3.1. Subjects and Body Composition

From the 24 volunteers recruited, 18 completed the study: 10 in the PRO group and eight in the CHO group. Six individuals dropped out for personal reasons (antibiotic intake, no-shows, time constraints, and vacations). There was no difference in age, BMI, and body composition parameters at baseline between the groups (Table 3).

3.2. Dietary Intake

Excluding nutrients provided by supplements, no changes in dietary habits were detected in volunteers’ diets, nor were differences detected in the energy intake, protein, carbohydrate, or total fat intake between t = 0 week and t = 10 weeks within each group or between groups (Table 4). When the protein and carbohydrate supplements were taken in consideration, an increase of 16.65 ± 3.16% of the baseline total protein intake in the PRO group and an increase of 7.53 ± 2.03% of the carbohydrate intake in the CHO group were found (Table 5). While this increment did not result in a significant increase in the total carbohydrate intake in the CHO group, supplementation with beef and whey protein blend caused a significant (p = 0.018) increase in the protein intake (total grams) in the PRO group, which was more marked when the data were expressed as kcal provided by protein (p = 0.003), grams per kg of body weight, or kcal provided per kg of body weight (p = 0.008) (Table 5).

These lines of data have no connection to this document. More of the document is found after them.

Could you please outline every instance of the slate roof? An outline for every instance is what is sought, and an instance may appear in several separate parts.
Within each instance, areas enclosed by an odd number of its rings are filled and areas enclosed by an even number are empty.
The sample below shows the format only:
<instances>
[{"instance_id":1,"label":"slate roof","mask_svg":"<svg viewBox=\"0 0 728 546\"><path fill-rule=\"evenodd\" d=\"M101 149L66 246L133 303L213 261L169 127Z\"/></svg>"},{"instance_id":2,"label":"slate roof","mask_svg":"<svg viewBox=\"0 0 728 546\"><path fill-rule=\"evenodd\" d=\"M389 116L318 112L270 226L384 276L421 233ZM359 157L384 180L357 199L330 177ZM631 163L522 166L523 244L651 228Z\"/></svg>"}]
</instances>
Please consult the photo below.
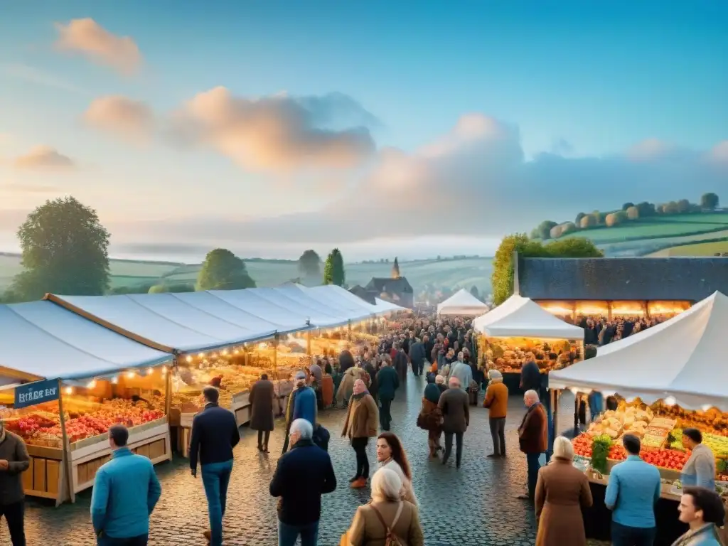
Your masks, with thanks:
<instances>
[{"instance_id":1,"label":"slate roof","mask_svg":"<svg viewBox=\"0 0 728 546\"><path fill-rule=\"evenodd\" d=\"M372 305L376 305L376 296L373 292L368 292L365 288L360 286L359 285L355 285L349 289L355 296L357 296L363 300L366 301L368 304L371 304Z\"/></svg>"},{"instance_id":2,"label":"slate roof","mask_svg":"<svg viewBox=\"0 0 728 546\"><path fill-rule=\"evenodd\" d=\"M411 294L414 291L405 277L400 277L399 279L373 277L364 288L368 290L379 293L387 292L390 294Z\"/></svg>"},{"instance_id":3,"label":"slate roof","mask_svg":"<svg viewBox=\"0 0 728 546\"><path fill-rule=\"evenodd\" d=\"M728 295L726 258L519 258L518 292L534 300L698 301Z\"/></svg>"}]
</instances>

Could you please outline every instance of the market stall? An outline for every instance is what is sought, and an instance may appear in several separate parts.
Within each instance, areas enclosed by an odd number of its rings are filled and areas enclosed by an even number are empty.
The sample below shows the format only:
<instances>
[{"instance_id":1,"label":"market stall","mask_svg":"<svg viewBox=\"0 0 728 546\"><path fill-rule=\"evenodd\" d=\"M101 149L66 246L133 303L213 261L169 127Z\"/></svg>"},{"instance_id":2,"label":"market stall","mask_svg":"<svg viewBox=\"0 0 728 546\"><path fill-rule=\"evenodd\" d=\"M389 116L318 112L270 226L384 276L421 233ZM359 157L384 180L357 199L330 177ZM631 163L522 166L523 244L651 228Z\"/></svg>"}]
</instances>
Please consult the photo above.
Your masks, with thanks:
<instances>
[{"instance_id":1,"label":"market stall","mask_svg":"<svg viewBox=\"0 0 728 546\"><path fill-rule=\"evenodd\" d=\"M622 436L633 434L641 438L643 459L662 478L658 520L668 519L665 511L674 518L680 472L689 456L682 442L687 427L701 430L716 456L717 487L728 496L728 368L716 365L727 327L728 297L716 292L662 324L600 349L595 358L549 374L552 388L598 391L619 400L616 411L593 416L574 440L575 452L587 462L596 498L603 498L612 467L625 458ZM595 538L605 538L597 530L606 526L597 521L592 529ZM665 527L658 543L671 543L678 530Z\"/></svg>"},{"instance_id":2,"label":"market stall","mask_svg":"<svg viewBox=\"0 0 728 546\"><path fill-rule=\"evenodd\" d=\"M26 494L58 505L91 487L115 423L135 452L170 458L169 354L49 301L0 306L0 418L28 447Z\"/></svg>"},{"instance_id":3,"label":"market stall","mask_svg":"<svg viewBox=\"0 0 728 546\"><path fill-rule=\"evenodd\" d=\"M438 314L480 317L488 312L488 306L464 288L461 288L438 305Z\"/></svg>"}]
</instances>

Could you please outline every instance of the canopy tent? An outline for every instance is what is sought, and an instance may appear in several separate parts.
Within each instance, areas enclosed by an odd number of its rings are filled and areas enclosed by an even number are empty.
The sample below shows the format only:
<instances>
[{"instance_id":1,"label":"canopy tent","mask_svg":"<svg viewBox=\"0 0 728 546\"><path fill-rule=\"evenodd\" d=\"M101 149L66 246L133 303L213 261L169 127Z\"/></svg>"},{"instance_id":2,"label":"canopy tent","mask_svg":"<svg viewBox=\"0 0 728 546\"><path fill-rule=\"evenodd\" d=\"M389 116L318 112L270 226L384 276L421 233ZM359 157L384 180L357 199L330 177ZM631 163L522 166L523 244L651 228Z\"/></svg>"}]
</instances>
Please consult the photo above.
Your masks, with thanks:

3.3. Fecal Water Content, pH, and Ammonia

Supplement consumption did not affect fecal water content in the CHO group (t0 = 42.74 ± 16.12%; t10w = 41.51 ± 13.93%; p = 0.842) or in the PRO group (t0 = 46.43 ± 9.72%; t10w = 43.05 ± 11.08%; p = 0.311). Fecal pH of the CHO group was 7.45 ± 0.47 at baseline and 7.70 ± 0.35 post-intervention, whereas in the PRO group it was 7.8 ± 0.43 before protein supplementation and 7.91 ± 0.57 at the end of the intervention period. All values were maintained at neutral pH ranges, and no significant changes were detected in the CHO (p = 0.123) or PRO (p = 0.541) groups after supplementation. Similarly, there were no significant changes in fecal concentrations of ammonia in the CHO (t0 = 15.06 ± 4.65 mmol/kg; t10w = 15.56 ± 2.91 mmol/kg; p = 0.700) or PRO (t0 = 13.64 ± 3.83 mmol/kg; t10w = 15.91 ± 3.83 mmol/kg; p = 0.224) groups. No significant differences were detected in fecal water (t = 0, p = 0.557; t = 10 weeks, p = 0.799) pH (t = 0, p = 0.126; t = 10 weeks, p = 0.378) or ammonia (t = 0, p = 0.523; t = 10 weeks, p = 0.832) when CHO and PRO groups were compared.

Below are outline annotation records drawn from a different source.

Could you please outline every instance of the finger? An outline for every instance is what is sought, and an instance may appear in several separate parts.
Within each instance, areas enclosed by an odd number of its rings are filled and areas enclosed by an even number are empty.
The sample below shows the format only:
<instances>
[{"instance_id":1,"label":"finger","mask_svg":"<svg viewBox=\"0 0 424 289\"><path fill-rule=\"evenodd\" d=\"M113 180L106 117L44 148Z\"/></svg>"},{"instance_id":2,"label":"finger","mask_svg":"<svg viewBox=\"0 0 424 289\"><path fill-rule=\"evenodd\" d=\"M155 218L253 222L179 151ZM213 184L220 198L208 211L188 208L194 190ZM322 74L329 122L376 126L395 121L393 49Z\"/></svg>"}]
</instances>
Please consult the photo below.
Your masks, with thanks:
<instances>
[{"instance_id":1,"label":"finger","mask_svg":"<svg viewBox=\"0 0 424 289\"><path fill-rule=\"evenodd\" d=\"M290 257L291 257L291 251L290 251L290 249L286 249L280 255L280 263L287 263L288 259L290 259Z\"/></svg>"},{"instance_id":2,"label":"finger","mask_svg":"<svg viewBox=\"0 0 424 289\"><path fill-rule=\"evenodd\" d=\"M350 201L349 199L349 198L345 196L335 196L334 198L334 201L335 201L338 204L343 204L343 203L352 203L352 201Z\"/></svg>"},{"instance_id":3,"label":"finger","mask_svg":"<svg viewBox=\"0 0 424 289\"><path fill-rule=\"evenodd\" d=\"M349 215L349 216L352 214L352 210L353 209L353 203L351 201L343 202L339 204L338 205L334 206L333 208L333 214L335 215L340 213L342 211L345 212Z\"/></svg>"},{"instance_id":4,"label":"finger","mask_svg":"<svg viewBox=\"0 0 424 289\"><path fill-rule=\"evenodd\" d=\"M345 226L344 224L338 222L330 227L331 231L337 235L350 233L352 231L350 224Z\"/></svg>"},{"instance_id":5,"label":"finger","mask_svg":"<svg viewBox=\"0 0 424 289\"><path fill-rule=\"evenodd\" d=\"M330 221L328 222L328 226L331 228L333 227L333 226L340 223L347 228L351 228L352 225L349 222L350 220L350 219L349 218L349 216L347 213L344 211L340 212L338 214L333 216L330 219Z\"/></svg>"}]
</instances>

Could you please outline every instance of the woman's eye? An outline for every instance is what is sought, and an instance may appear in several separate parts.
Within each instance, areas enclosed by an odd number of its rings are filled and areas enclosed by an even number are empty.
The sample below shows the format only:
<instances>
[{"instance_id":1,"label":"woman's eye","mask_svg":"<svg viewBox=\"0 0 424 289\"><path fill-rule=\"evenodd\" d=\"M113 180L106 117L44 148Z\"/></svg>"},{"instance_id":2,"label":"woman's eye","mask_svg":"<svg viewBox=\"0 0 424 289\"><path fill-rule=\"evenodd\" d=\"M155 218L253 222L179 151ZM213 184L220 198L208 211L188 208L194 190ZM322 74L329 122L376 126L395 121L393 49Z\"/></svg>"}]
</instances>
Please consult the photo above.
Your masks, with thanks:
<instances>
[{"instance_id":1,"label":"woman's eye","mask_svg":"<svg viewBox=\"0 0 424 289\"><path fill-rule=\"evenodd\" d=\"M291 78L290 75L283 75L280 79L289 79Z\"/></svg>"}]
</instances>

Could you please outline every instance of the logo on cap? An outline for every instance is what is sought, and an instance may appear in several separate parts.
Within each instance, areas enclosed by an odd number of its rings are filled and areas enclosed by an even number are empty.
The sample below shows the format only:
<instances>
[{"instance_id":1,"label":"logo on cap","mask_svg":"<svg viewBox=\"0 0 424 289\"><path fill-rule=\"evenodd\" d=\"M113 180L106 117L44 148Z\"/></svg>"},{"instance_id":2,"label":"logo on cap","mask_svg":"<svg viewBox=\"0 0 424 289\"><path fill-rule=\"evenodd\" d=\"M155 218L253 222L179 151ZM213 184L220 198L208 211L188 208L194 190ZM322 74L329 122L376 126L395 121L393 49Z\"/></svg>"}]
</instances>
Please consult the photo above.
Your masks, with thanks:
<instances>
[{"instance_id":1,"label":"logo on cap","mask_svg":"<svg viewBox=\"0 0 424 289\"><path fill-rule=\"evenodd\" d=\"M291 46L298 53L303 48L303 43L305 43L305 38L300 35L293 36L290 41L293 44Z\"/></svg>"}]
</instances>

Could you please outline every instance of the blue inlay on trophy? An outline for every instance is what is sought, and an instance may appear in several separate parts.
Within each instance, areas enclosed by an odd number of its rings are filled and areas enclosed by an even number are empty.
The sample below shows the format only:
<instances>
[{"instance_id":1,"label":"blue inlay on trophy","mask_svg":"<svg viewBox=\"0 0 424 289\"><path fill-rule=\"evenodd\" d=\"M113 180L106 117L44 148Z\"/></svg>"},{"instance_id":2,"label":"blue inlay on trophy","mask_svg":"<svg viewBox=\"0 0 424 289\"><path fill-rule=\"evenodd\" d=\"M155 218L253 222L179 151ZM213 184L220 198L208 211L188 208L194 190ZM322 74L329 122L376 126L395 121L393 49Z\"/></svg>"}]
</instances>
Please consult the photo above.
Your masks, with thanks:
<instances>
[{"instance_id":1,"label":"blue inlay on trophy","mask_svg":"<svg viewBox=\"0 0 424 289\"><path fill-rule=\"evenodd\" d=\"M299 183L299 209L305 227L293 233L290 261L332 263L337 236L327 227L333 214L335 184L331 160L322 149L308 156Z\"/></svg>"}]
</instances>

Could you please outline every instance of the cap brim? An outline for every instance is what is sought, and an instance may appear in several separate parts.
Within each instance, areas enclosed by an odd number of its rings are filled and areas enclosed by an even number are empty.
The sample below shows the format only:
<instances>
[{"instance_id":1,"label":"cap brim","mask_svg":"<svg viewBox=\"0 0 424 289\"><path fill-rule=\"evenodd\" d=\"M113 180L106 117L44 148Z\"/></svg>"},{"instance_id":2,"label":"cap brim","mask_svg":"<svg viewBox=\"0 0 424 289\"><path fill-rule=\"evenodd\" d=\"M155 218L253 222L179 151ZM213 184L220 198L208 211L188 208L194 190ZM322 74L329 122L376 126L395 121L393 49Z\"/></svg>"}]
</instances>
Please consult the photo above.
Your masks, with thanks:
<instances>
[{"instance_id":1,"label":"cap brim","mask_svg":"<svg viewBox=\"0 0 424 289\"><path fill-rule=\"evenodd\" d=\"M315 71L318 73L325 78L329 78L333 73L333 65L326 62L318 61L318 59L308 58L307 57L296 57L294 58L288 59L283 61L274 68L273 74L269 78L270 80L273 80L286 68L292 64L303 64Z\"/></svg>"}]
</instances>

3.4. Short-Chain Fatty Acids

There were no differences within or between groups for fecal levels of SCFAs (acetic acid, propionic acid, butyric acid, isobutyric acid, valeric acid, and isovaleric acid), before or after the intervention (Table 6).

3.5. Plasma and Urine TBARS

No change in plasma or urine TBARS levels was detected after supplementation in the CHO or PRO groups: urine TBARS levels were t0 = 0.66 ± 0.42 µmol/g creatinine, t10w = 0.74 ± 0.49 µmol/g creatinine for the CHO group, and t0 = 0.73 ± 0.52 µmol/g creatinine, t10w = 0.83 ± 0.54 µmol/g creatinine for the PRO group. Similar plasma malondialdehyde levels were found before and after intervention in CHO and PRO groups (CHO: t0 = 1.56 ± 0.32 µM, t10w = 1.49 ± 0.27 µM; PRO: t0 = 1.51 ± 0.29 µM, t10w = 1.67 ± 0.34 µM).

3.6. Fecal Microbiota

The average number of reads per sample was 54,130. Rarefaction curves based on observed species, Chao1 diversity estimator index, and phylogenetic distance whole tree measures were virtually saturated, indicating sufficient sequencing depth (data not shown). When community complexities were studied, no significant differences were found between groups at baseline or after treatments. No significant differences were found in α-diversity parameters: Chao 1, equitability, phylogenetic diversity tree, number of observed species, Shannon and Simpson indices, or in β-diversity: PCA, based on unweighted Unifrac distance metrics (data not shown). Twelve different phyla were detected in the fecal microbiota, but only four phyla were present in all participants (Firmicutes, Bacteroidetes, Actinobacteria, and Proteobacteria). Within-group analysis with LEfSe revealed no significant changes in the CHO group (Figure 1a), whereas in the PRO group there was a significant decrease in the relative abundance of Synergistetes phylum, Synergistales order, and Synergistia class (Figure 1b). The most conspicuous decrease occurred in the Lachnospiraceae family (LDA score −4.5), followed by the Roseburia, Blautia, and Coprococcus genera (Figure 1b,c).
No significant changes were found at the beginning of the study (t = 0) between PRO and CHO groups. After the 10-week intervention, CHO versus PRO group statistical analyses showed a total of 11 differentially abundant bacterial taxa. Of those, six were less abundant and five taxa were enriched in the PRO group as compared with the CHO group. At the phylum level, compared with the CHO group, athletes in the PRO group presented a higher abundance of the Bacteroidetes phylum and a lower abundance of the Firmicutes phylum (Figure 2a,b). At the genus level, a higher percentage of the Bacteroides genus and a lower presence of Citrobacter and Klebsiella genera were detected in the PRO group with respect to the CHO group (Figure 2a,b).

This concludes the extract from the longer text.